Vision encoder output dimension does not match #1

yuaoze · 2024-10-18T07:18:42Z

Hi, thanks for your excellent work! I'm trying to run bash eval_calvin.sh.
When running to FeedbackPolicy/models/policy.py, there is an issue where the shape of the vision_x input to vision_encoder is 192 * 192, which does not match the model size of 224 * 224.
So I interpolated vision_x to 224 * 224, and the shape of output by vision_encoder is 8 * 768, which does not match the dimension of the rearrange operation.vision_x = rearrange(vision_x, "(b T) d h w -> b T (h w) d", b=b, T=T)

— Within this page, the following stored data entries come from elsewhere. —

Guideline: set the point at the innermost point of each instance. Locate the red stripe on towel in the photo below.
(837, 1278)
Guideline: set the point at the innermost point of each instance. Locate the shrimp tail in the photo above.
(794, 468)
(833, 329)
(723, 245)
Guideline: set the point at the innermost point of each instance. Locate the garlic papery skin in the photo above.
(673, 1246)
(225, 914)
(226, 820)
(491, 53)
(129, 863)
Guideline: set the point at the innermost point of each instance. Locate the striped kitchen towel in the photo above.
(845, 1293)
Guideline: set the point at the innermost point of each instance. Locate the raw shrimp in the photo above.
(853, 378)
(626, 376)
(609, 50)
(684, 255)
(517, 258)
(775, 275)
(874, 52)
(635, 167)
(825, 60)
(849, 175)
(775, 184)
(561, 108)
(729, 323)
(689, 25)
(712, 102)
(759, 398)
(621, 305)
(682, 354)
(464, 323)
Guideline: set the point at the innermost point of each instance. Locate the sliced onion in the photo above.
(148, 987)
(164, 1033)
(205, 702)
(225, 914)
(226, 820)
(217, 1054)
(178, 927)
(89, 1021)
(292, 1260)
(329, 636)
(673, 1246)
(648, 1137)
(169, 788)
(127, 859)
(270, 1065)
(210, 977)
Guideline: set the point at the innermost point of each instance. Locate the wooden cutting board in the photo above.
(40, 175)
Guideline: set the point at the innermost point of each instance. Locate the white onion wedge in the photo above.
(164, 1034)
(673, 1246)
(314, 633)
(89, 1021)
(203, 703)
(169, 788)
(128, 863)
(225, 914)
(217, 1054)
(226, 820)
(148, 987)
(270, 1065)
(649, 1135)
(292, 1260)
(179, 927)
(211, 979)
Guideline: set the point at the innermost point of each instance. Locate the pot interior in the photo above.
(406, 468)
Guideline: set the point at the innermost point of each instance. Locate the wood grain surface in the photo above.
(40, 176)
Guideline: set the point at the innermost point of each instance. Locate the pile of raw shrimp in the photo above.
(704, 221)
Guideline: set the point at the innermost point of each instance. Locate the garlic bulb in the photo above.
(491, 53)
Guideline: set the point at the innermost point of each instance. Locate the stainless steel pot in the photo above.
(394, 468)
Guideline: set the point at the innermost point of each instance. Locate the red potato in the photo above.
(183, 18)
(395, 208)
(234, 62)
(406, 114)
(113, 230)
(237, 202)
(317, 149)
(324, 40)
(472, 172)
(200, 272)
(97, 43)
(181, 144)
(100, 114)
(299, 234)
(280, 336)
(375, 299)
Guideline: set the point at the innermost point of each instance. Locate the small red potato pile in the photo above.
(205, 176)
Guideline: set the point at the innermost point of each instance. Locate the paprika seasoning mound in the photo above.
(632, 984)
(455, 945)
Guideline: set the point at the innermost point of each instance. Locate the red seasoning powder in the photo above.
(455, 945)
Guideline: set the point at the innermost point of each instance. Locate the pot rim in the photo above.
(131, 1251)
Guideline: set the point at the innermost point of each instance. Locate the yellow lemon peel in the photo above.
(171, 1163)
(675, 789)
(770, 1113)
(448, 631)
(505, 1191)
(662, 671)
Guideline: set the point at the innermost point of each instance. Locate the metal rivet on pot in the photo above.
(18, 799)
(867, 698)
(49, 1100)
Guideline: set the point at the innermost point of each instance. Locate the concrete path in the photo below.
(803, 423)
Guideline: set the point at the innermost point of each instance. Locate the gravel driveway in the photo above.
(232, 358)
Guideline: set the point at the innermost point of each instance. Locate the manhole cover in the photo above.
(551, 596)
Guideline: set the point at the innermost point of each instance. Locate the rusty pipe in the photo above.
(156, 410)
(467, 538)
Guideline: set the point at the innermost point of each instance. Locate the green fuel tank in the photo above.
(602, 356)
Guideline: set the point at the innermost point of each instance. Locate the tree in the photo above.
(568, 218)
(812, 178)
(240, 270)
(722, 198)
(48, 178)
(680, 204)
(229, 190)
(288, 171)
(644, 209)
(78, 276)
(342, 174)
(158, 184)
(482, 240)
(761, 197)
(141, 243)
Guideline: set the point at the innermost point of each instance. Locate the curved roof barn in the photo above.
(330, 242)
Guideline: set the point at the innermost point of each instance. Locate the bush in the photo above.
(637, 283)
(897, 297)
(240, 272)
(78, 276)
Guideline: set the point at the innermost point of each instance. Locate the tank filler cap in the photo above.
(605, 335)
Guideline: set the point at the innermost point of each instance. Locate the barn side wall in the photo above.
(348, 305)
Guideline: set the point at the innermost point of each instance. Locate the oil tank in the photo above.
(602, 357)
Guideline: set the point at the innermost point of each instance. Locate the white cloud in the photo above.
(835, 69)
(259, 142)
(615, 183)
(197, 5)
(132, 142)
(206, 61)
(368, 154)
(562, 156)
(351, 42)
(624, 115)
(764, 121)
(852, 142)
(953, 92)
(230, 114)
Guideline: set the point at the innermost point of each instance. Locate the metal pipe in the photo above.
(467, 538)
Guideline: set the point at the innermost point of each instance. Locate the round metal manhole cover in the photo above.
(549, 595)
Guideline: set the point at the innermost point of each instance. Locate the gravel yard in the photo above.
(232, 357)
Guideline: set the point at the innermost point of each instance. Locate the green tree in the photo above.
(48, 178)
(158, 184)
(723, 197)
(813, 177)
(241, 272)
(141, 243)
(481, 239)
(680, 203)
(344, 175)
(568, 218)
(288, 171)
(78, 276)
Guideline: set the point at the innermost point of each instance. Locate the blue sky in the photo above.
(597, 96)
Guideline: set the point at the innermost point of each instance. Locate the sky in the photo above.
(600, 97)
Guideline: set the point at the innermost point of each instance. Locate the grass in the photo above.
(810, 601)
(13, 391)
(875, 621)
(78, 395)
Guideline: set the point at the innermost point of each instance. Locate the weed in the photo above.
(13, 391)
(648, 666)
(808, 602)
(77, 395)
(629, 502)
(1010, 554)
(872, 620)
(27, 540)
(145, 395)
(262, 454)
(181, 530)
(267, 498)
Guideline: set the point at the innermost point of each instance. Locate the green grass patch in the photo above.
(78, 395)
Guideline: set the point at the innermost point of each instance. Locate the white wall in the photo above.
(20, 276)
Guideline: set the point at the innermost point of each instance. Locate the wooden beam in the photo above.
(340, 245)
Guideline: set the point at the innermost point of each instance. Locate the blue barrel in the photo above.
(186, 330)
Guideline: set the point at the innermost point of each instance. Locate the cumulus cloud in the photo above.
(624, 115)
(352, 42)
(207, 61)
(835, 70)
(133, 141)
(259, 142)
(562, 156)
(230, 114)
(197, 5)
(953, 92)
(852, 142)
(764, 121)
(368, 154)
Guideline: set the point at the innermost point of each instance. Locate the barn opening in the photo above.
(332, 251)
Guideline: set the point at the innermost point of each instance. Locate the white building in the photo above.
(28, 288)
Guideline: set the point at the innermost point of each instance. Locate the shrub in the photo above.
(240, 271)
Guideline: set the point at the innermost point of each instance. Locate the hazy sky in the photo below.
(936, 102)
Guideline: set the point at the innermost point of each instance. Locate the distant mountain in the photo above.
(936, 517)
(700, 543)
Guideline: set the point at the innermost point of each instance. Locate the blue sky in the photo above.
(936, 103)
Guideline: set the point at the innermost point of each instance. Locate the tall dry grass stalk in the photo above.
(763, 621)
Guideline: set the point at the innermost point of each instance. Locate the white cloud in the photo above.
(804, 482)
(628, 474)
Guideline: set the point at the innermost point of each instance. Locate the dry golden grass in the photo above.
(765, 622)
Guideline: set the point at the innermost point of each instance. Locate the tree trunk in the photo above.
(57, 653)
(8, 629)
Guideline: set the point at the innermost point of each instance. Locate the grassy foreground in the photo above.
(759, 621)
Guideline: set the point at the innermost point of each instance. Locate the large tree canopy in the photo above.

The text was updated successfully, but these errors were encountered:

retsuh-bqw · 2024-10-18T10:55:10Z

Thanks for your interests in our work!
We modify the default input size of VC1-Base model (from 224 to 192) in its corresponding config file. Just a small tweak to the config will let you use our evaluation scripts effectively.

Further updates are welcome if it fails to solve your issue. 😃

yuaoze · 2024-10-21T01:49:47Z

Thanks for your interests in our work! We modify the default input size of VC1-Base model (from 224 to 192) in its corresponding config file. Just a small tweak to the config will let you use our evaluation scripts effectively.

Further updates are welcome if it fails to solve your issue. 😃

Hi, I followed your advice and modified the config file of VC1-Base model, but error still occurred. Here is the details.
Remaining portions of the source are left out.